10.2 Why vote-counting is bad

Imagine there are three studies of the effect of ibuprofen on depressive symptoms. Let’s say that one of them finds a significant effect (ibuprofen significantly reduces symptoms), and two do not. Counting votes, we would say that ‘no effect’ wins by two votes to one. But let’s look at the results more carefully. We can express their parameter estimate in terms of numbers of standard deviations by which the depression scores in the ibuprofen group are lower than those in the control group, and put them onto a forest plot as below.

What we immediately see here is that all three studies produce about the same estimate - that ibuprofen produces lower depressive symptoms than control treatment by around 0.3 to 0.4 standard deviations. In study 1, this is enough to be significantly different from zero, because the sample size in study 1 is quite big. Hence the precision of parameter estimation is decent, so the confidence interval is small and does not include zero. Studies 2 and 3 have smaller sample sizes, hence their precision is worse and the same -0.3 to -0.4 is estimated with zero within its confidence interval. Although the ‘significance’ is different between study 1 and studies 2 and 3, the actual findings are very similar.

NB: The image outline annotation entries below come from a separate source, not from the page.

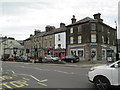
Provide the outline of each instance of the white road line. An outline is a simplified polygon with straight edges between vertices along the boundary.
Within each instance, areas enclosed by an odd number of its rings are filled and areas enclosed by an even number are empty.
[[[74,74],[73,72],[69,73],[69,72],[64,72],[64,71],[60,71],[60,70],[54,70],[55,72],[60,72],[60,73],[64,73],[64,74]]]
[[[39,80],[39,79],[37,79],[36,77],[34,77],[33,75],[30,75],[33,79],[35,79],[36,81],[38,81],[38,82],[46,82],[46,81],[48,81],[48,79],[44,79],[44,80]]]

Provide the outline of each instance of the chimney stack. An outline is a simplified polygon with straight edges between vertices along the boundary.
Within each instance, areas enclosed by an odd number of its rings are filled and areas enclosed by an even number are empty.
[[[47,26],[45,27],[45,29],[46,29],[46,32],[49,32],[49,31],[51,31],[51,30],[54,30],[55,27],[54,27],[54,26],[47,25]]]
[[[72,20],[72,24],[76,22],[75,15],[73,15],[73,18],[71,20]]]
[[[34,31],[34,35],[37,35],[37,34],[39,34],[39,33],[41,33],[41,31],[35,29],[35,31]]]
[[[94,14],[93,16],[94,16],[94,19],[97,19],[99,22],[103,22],[103,19],[101,19],[100,13]]]

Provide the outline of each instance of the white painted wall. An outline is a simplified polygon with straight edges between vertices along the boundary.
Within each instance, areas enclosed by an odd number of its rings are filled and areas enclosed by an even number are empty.
[[[60,41],[58,40],[58,35],[60,35]],[[58,44],[61,44],[62,49],[66,49],[66,32],[55,34],[55,49],[58,48]]]

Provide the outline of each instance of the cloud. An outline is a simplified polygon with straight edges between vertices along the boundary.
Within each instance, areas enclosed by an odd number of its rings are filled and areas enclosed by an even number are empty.
[[[35,28],[44,31],[46,25],[59,27],[61,22],[68,25],[72,15],[80,20],[88,16],[93,18],[93,14],[98,12],[102,14],[106,24],[115,27],[114,21],[118,19],[118,1],[1,0],[0,33],[12,35],[16,39],[26,39]]]

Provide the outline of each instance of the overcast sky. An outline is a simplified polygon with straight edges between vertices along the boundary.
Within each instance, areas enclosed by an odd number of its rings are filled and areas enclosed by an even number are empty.
[[[61,22],[71,24],[72,15],[78,21],[85,17],[93,18],[93,14],[98,12],[104,23],[115,28],[115,21],[118,24],[119,1],[0,0],[0,35],[24,40],[35,29],[45,31],[46,25],[58,28]],[[120,38],[120,34],[118,36]]]

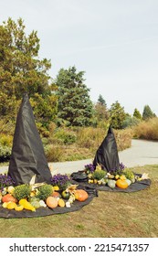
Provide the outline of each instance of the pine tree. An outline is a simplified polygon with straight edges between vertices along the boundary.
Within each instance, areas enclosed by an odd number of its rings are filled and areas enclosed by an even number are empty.
[[[134,112],[133,112],[133,115],[132,115],[133,117],[136,117],[137,119],[140,119],[140,120],[142,120],[142,115],[141,115],[141,113],[140,113],[140,112],[137,110],[137,109],[134,109]]]
[[[101,104],[101,105],[103,105],[103,106],[105,106],[107,108],[106,101],[103,99],[102,95],[100,95],[100,94],[99,95],[99,99],[98,99],[97,103]]]
[[[111,123],[114,129],[121,129],[126,118],[124,108],[121,106],[118,101],[111,104],[110,109]]]
[[[143,112],[142,112],[142,119],[143,120],[148,120],[150,118],[154,117],[154,113],[153,112],[153,111],[151,110],[149,105],[145,105],[143,108]]]
[[[57,76],[59,123],[68,126],[88,126],[91,123],[93,105],[90,89],[84,84],[84,71],[77,72],[75,67],[61,69]]]

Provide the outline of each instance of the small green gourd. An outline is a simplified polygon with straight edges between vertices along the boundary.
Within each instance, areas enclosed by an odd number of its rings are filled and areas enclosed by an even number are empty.
[[[114,188],[116,187],[116,181],[113,179],[109,179],[108,180],[108,187],[111,188]]]

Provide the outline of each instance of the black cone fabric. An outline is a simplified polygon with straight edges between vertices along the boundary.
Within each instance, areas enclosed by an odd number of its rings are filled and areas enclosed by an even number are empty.
[[[36,183],[50,183],[51,173],[28,96],[25,94],[17,114],[8,176],[20,185],[29,183],[34,175]]]
[[[108,134],[100,145],[96,152],[96,155],[93,160],[93,165],[100,165],[102,169],[112,173],[117,170],[120,165],[117,144],[115,136],[111,127],[108,130]]]

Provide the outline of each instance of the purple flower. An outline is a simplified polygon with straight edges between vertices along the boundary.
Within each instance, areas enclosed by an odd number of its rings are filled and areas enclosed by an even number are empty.
[[[95,165],[93,165],[92,164],[86,165],[85,169],[90,173],[93,173],[95,171]]]

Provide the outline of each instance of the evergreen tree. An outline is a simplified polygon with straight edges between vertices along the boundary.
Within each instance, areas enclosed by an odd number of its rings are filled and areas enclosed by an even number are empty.
[[[93,105],[90,89],[84,84],[84,72],[75,67],[61,69],[57,76],[58,96],[58,120],[68,126],[87,126],[91,123]]]
[[[27,37],[21,18],[8,18],[0,26],[0,115],[15,120],[17,108],[27,92],[38,122],[48,123],[57,113],[56,89],[50,76],[50,60],[39,60],[39,38],[32,31]]]
[[[100,94],[97,103],[94,105],[94,117],[97,123],[97,125],[100,126],[102,123],[103,126],[105,123],[109,120],[109,111],[107,109],[107,104],[103,97]]]
[[[114,129],[121,129],[126,118],[126,113],[124,108],[121,106],[118,101],[111,104],[110,113],[111,126]]]
[[[149,105],[145,105],[142,112],[142,120],[148,120],[154,117],[155,114],[153,112]]]
[[[142,115],[141,115],[141,113],[140,113],[140,112],[137,110],[137,109],[134,109],[134,112],[133,112],[133,115],[132,115],[133,117],[136,117],[137,119],[140,119],[140,120],[142,120]]]
[[[97,103],[101,104],[101,105],[107,107],[106,101],[103,99],[102,95],[100,95],[100,94],[99,95],[99,99],[98,99],[98,102]]]

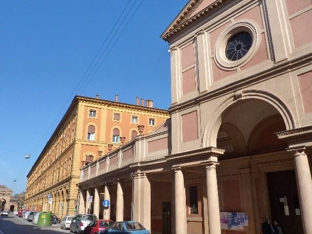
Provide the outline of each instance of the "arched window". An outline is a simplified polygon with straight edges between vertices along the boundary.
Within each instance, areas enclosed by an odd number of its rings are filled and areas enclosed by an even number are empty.
[[[114,128],[113,130],[113,142],[119,142],[119,129],[117,128]]]
[[[94,140],[95,132],[96,128],[93,125],[90,125],[88,127],[88,139]]]
[[[136,131],[133,130],[131,132],[131,140],[133,140],[136,136],[137,136],[137,132],[136,132]]]

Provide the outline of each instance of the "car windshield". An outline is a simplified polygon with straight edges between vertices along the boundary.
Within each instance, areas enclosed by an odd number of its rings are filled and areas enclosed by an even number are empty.
[[[112,225],[113,222],[110,222],[109,221],[101,221],[99,222],[99,227],[100,228],[105,228],[107,227],[109,227]]]
[[[95,219],[97,219],[96,215],[86,215],[82,218],[83,221],[92,221]]]
[[[128,230],[145,230],[145,229],[141,225],[140,223],[125,223],[127,229]]]

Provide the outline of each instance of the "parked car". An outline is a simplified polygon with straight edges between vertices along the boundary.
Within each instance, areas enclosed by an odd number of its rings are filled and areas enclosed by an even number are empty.
[[[33,218],[33,224],[37,224],[38,222],[38,219],[39,218],[39,214],[40,214],[40,212],[38,212],[36,213],[34,215],[34,217]]]
[[[28,216],[27,217],[27,220],[28,220],[29,222],[31,222],[32,221],[33,221],[34,215],[37,213],[37,212],[36,212],[36,211],[31,211],[30,213],[29,213],[29,214],[28,214]]]
[[[110,219],[97,219],[92,221],[84,229],[84,234],[98,234],[101,231],[108,229],[114,223]]]
[[[51,223],[53,224],[56,224],[57,223],[59,223],[60,219],[58,218],[58,216],[54,214],[51,213]]]
[[[70,223],[72,222],[74,217],[75,217],[74,215],[67,215],[64,217],[60,222],[60,229],[64,229],[64,230],[66,230],[69,228]]]
[[[108,229],[102,231],[100,234],[150,234],[138,222],[135,221],[123,221],[116,222]]]
[[[18,214],[18,216],[19,217],[20,217],[20,218],[22,217],[23,216],[23,213],[25,212],[26,212],[27,211],[26,210],[20,210],[19,211],[19,213]]]
[[[9,211],[3,211],[1,213],[1,216],[9,216]]]
[[[23,219],[27,219],[28,217],[28,214],[30,214],[30,211],[27,211],[25,212],[23,212]]]
[[[92,221],[98,219],[95,214],[77,214],[69,225],[69,232],[77,234],[83,233],[84,228]]]

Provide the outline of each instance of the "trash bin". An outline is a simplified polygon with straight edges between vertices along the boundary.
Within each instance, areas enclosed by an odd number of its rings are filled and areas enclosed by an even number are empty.
[[[51,226],[51,213],[50,212],[40,212],[38,217],[38,226]]]

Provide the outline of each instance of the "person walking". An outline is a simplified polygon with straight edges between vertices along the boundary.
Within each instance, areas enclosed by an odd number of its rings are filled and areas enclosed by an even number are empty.
[[[261,231],[263,234],[272,234],[273,233],[271,225],[266,218],[262,218],[261,224]]]
[[[274,220],[273,221],[273,229],[274,229],[274,234],[283,234],[283,231],[282,229],[282,227],[279,225],[279,222],[276,221],[276,220]]]

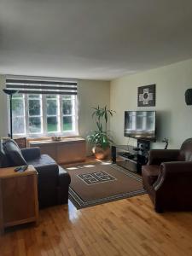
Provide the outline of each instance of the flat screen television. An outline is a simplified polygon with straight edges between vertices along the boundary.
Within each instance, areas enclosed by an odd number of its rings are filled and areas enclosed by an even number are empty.
[[[125,111],[124,136],[155,141],[155,111]]]

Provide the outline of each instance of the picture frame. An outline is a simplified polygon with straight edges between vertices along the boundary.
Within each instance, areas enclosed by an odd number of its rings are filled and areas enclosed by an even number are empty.
[[[154,107],[156,101],[156,84],[138,87],[137,107]]]

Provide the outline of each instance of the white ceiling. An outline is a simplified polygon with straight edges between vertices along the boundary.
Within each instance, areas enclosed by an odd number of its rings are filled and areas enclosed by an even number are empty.
[[[108,80],[191,57],[191,0],[0,0],[0,73]]]

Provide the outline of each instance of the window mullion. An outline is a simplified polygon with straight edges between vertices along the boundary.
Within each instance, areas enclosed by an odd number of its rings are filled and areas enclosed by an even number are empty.
[[[62,95],[59,96],[60,97],[60,131],[63,133],[63,110],[62,110]]]
[[[47,102],[46,95],[42,95],[43,133],[47,134]]]
[[[24,94],[25,99],[25,123],[26,123],[26,134],[29,135],[29,102],[28,102],[28,95]]]

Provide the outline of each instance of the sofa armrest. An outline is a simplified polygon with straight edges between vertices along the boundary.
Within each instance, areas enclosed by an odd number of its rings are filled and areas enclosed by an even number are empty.
[[[148,165],[160,165],[162,162],[177,161],[179,149],[152,149],[148,153]]]
[[[39,158],[41,156],[40,148],[38,147],[21,148],[20,150],[26,161]]]
[[[57,179],[59,168],[56,164],[49,164],[35,167],[38,173],[38,179],[55,177]]]
[[[166,162],[160,165],[160,172],[157,181],[154,183],[154,190],[166,187],[169,191],[173,188],[177,190],[191,189],[192,162],[175,161]]]
[[[71,177],[61,166],[59,166],[59,185],[68,186],[71,183]]]
[[[68,189],[71,177],[61,166],[59,166],[58,204],[68,202]]]

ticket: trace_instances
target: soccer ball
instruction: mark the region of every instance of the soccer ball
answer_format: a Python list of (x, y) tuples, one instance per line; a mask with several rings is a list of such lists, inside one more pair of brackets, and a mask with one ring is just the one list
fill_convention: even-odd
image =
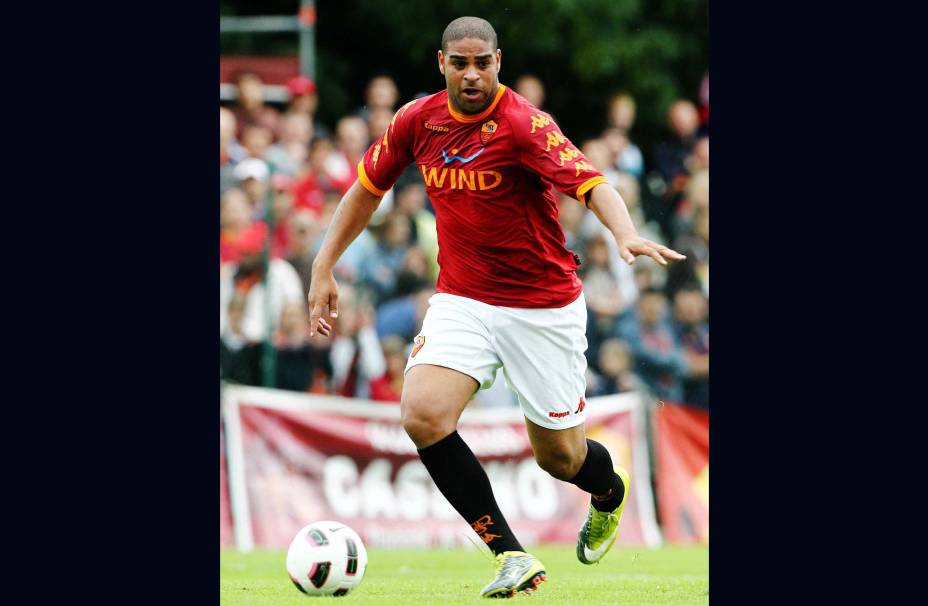
[(345, 595), (361, 583), (367, 549), (341, 522), (315, 522), (300, 529), (287, 550), (287, 573), (306, 595)]

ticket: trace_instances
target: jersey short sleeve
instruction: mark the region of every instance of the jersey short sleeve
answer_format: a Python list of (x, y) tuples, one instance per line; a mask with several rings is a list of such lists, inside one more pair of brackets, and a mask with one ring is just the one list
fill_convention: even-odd
[(383, 196), (393, 187), (403, 170), (413, 161), (415, 105), (410, 101), (393, 114), (387, 132), (371, 145), (358, 163), (358, 180), (364, 189)]
[(551, 116), (514, 112), (510, 115), (519, 161), (528, 170), (550, 181), (558, 191), (588, 204), (587, 193), (607, 183), (586, 156), (561, 133)]

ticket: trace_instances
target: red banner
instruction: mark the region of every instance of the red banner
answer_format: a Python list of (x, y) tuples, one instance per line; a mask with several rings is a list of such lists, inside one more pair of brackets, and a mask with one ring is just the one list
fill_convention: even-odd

In fact, the ‘non-significant’ finding of study 3 has a larger effect size than the ‘significant’ one in study 1!

Here is the problem with vote counting. If you counted significance you would say ‘the evidence is inconsistent, with more studies failing to find an effect than studies finding one’. On the other hand, if you look at the actual parameter estimates, then the evidence is not remotely inconsistent: all studies concur that the effect is in the range of -0.3 or -0.4 standard deviations. And, surely, three independent estimates all in this narrow range ought to give you high confidence that the true effect is around here. You ought to have more confidence that there is an effect when you have added the evidence of studies 2 and 3 than you did when you just had study 1. But if you do vote-counting based on significance, then the opposite happens: your initial belief on the basis of ‘significant’ study 1 is eroded by the ‘non-significant’ studies 2 and 3.

There are even cases where none of the studies finds a significant effect, but the combined evidence suggests there is one. Imagine in our ibuprofen example if the forest plot had looked like this instead:

Here, none of the effects is ‘significant’ (i.e. not significantly different from zero) and so, in terms of vote counting, it’s a landslide for ‘no effect’. But, the studies are all pretty small. They all find parameter estimates in the -0.3 to -0.4 range, just with a broad confidence interval. We feel intuitively that the precision of the three studies considered together ought to be a lot better than any one of them considered individually. If we assume that our best estimate of the true effect size is somewhere close to the average of the estimates from the three studies, say around -0.34, and that the confidence interval for the three combined is smaller than for any one of the studies individually, then these three ‘non-significant’ studies actually seem to be telling us that there might be a significant effect.

Just as vote counting can make us believe there is no meaningful effect when there probably is one, it can make us believe there is a meaningful effect when there probably isn’t. Let’s imagine a case where there are a couple of very small studies finding large effects, and then one much more serious follow up finding en effect close to zero. It could look like this:

Here, two out of three had ‘significant’ effects, so vote-counting favours the hypothesis of an effect. But, if you consider the total number of people who have actually been studied, just 50 of them went into the studies claiming an effect, whereas 550 of them went into a study finding an effect size very close to zero. If the votes were weighted by the number of participants, and hence the amount of evidence, in the study, then study 3 would count a lot more than studies 1 and 2 combined.